Los dos cadáveres fueron a parar al depósito de Delgado, que había sido el “Hotel Inferno” de Schiller. Allí los desmembraron con una motosierra, hasta que la máquina engranó a causa del largo cabello de la novia de Griga. Entonces usaron hachas; después, colocaron en dos barriles lo que había quedado de aquellos dos cuerpos, sin manos, sin pies y sin dientes para evitar la identificación, y los arrojaron a una drenaje del suroeste de Miami.
La empleada de los Griga hizo la denuncia a la policía de inmediato y por un detalle pueril. La pareja había hecho algo impensado: había dejado encerrados en casa, solos y sin comida, a sus preciadas mascotas. La mujer también puso en movimiento a la comunidad húngara en Miami. Horas después de la desaparición del empresario y de su muerte, uno de sus amigos vio su Lamborghini amarillo, difícil de no ver, que circulaba por las calles de Miami con otra persona al volante: era José Delgado, aquel socio inicial de Schiller que entre negocio y crimen había elegido el crimen. El amigo de Griga puso a la policía sobre la pista.
La policía de Miami conectó a Du Bois para estudiar lo evidente: la manera de operar de los delincuentes era calcada a la del caso Schiller.

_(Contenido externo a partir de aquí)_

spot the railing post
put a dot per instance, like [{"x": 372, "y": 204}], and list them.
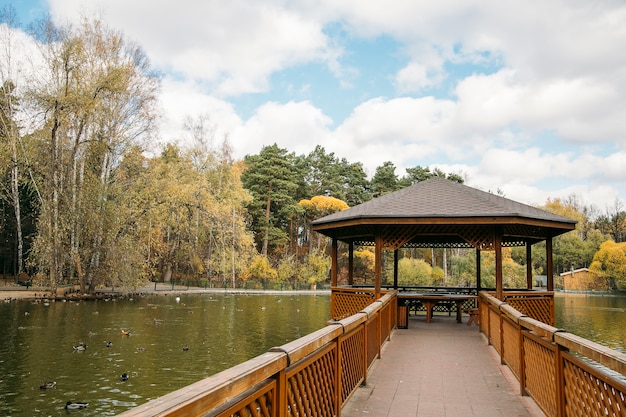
[
  {"x": 338, "y": 378},
  {"x": 281, "y": 394},
  {"x": 365, "y": 354},
  {"x": 501, "y": 316},
  {"x": 522, "y": 362},
  {"x": 560, "y": 380}
]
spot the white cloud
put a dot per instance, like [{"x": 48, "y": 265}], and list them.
[
  {"x": 550, "y": 69},
  {"x": 296, "y": 126}
]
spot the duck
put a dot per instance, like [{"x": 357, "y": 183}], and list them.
[{"x": 75, "y": 405}]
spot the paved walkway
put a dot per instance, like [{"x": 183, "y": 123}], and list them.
[{"x": 438, "y": 369}]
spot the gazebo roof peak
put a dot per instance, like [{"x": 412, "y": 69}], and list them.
[{"x": 441, "y": 198}]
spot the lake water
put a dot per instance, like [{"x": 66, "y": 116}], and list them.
[
  {"x": 220, "y": 331},
  {"x": 600, "y": 318},
  {"x": 171, "y": 344}
]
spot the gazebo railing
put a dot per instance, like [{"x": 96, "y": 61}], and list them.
[
  {"x": 565, "y": 374},
  {"x": 313, "y": 376}
]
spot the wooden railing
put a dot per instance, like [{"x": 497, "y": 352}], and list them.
[
  {"x": 311, "y": 376},
  {"x": 565, "y": 374}
]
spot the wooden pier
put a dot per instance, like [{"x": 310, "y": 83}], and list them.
[{"x": 441, "y": 368}]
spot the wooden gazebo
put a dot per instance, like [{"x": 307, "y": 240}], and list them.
[{"x": 442, "y": 213}]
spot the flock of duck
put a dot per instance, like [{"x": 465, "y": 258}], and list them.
[{"x": 80, "y": 347}]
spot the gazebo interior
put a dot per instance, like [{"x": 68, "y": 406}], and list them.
[{"x": 439, "y": 213}]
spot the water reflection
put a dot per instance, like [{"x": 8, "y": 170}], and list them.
[
  {"x": 600, "y": 318},
  {"x": 171, "y": 344}
]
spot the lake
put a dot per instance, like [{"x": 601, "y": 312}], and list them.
[
  {"x": 176, "y": 343},
  {"x": 597, "y": 317},
  {"x": 171, "y": 344}
]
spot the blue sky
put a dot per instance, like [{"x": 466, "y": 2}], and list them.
[{"x": 525, "y": 97}]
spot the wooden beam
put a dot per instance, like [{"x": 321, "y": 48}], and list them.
[
  {"x": 351, "y": 263},
  {"x": 498, "y": 249},
  {"x": 378, "y": 265},
  {"x": 549, "y": 264},
  {"x": 396, "y": 256},
  {"x": 333, "y": 267},
  {"x": 478, "y": 272},
  {"x": 529, "y": 266}
]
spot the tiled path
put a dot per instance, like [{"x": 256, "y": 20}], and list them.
[{"x": 438, "y": 369}]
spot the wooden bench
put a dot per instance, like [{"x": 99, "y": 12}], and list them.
[{"x": 474, "y": 316}]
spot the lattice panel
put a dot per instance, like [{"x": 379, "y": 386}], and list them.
[
  {"x": 537, "y": 308},
  {"x": 352, "y": 373},
  {"x": 511, "y": 346},
  {"x": 372, "y": 339},
  {"x": 480, "y": 237},
  {"x": 346, "y": 304},
  {"x": 588, "y": 395},
  {"x": 384, "y": 321},
  {"x": 310, "y": 388},
  {"x": 395, "y": 237},
  {"x": 259, "y": 403},
  {"x": 539, "y": 371},
  {"x": 484, "y": 318},
  {"x": 494, "y": 330}
]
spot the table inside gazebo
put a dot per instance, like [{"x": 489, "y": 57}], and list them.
[{"x": 430, "y": 300}]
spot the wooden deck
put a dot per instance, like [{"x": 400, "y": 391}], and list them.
[{"x": 441, "y": 368}]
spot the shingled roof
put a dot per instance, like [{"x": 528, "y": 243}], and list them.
[{"x": 441, "y": 212}]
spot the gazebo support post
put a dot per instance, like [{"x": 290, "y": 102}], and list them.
[
  {"x": 351, "y": 263},
  {"x": 333, "y": 265},
  {"x": 529, "y": 266},
  {"x": 498, "y": 249},
  {"x": 396, "y": 255},
  {"x": 549, "y": 265},
  {"x": 378, "y": 265},
  {"x": 478, "y": 283}
]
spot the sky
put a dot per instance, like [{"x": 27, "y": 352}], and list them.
[{"x": 526, "y": 98}]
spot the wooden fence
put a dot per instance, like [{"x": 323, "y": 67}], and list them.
[
  {"x": 565, "y": 374},
  {"x": 311, "y": 376}
]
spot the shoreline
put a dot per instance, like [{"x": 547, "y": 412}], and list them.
[{"x": 19, "y": 293}]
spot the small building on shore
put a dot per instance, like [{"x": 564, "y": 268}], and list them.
[{"x": 583, "y": 279}]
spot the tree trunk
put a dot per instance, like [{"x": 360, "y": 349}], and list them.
[{"x": 266, "y": 237}]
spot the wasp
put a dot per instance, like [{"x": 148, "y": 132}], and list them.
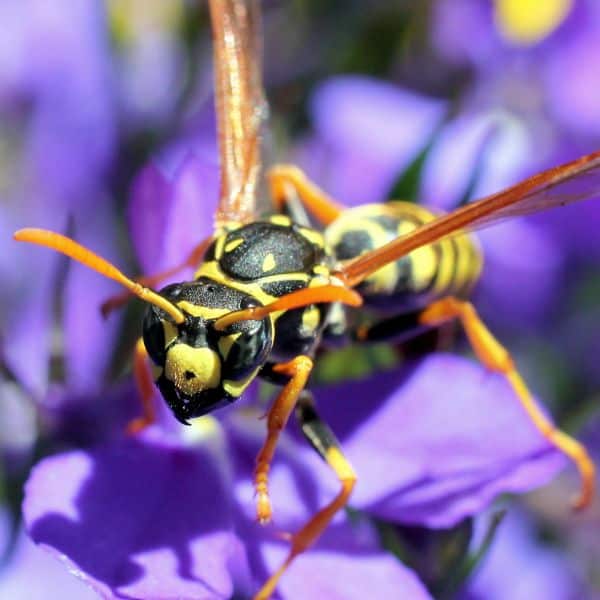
[{"x": 269, "y": 292}]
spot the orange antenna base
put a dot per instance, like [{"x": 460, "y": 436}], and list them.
[
  {"x": 297, "y": 299},
  {"x": 70, "y": 248}
]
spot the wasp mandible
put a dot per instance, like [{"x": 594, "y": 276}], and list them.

Doorbal y Delgado fueron apresados en sus casas. Cinco días después, Lugo cayó en Bahamas junto a su novia, una bailarina erótica rumana. Cuando llegó extraditado a Miami y vio el operativo policial que lo esperaba, preguntó: “¿Todo esto es para mí?”. Sí, era todo para él.
El 24 de febrero de 1998, a tres años de los arrestos, la banda de los fisicoculturistas fue a juicio. Durante diez semanas desfilaron noventa y ocho testigos, incluido Schiller. Cinco meses después, el 17 de julio, el juez Alex Ferrer condenó a Lugo y a Doorbal a la pena de muerte. Delgado, que testificó contra sus ex cómplices, recibió trece años de cárcel y salió en libertad en noviembre de 2002. John Mese, el dueño del Sun Gym, un poco el cerebro detrás de esa banda de descerebrados, fue condenado a treinta años: murió en la cárcel en 2004. El resto de los acusados recibió penas menores. Las dos condenas a muerte todavía están en apelación.
El juez Ferrer también condenó a Schiller, la víctima de la banda. El 17 de marzo de 1999 lo sentenció a cuarenta y seis meses de prisión por estafar al sistema médico Medicare: era la pena más leve posible, después de que Schiller se hubiese declarado culpable. Cuando salió de la cárcel, Schiller se fue a vivir a Boca Ratón, donde despuntó el vicio de la literatura. Nunca estuvo muy de acuerdo con la película que hizo famoso su caso y a la banda de forzudos, porque afirmó que ponía al espectador del lado de los delincuentes y no del lado de las víctimas.
Después de la que pasó, pelearse con Hollywood debió parecerle un helado de crema.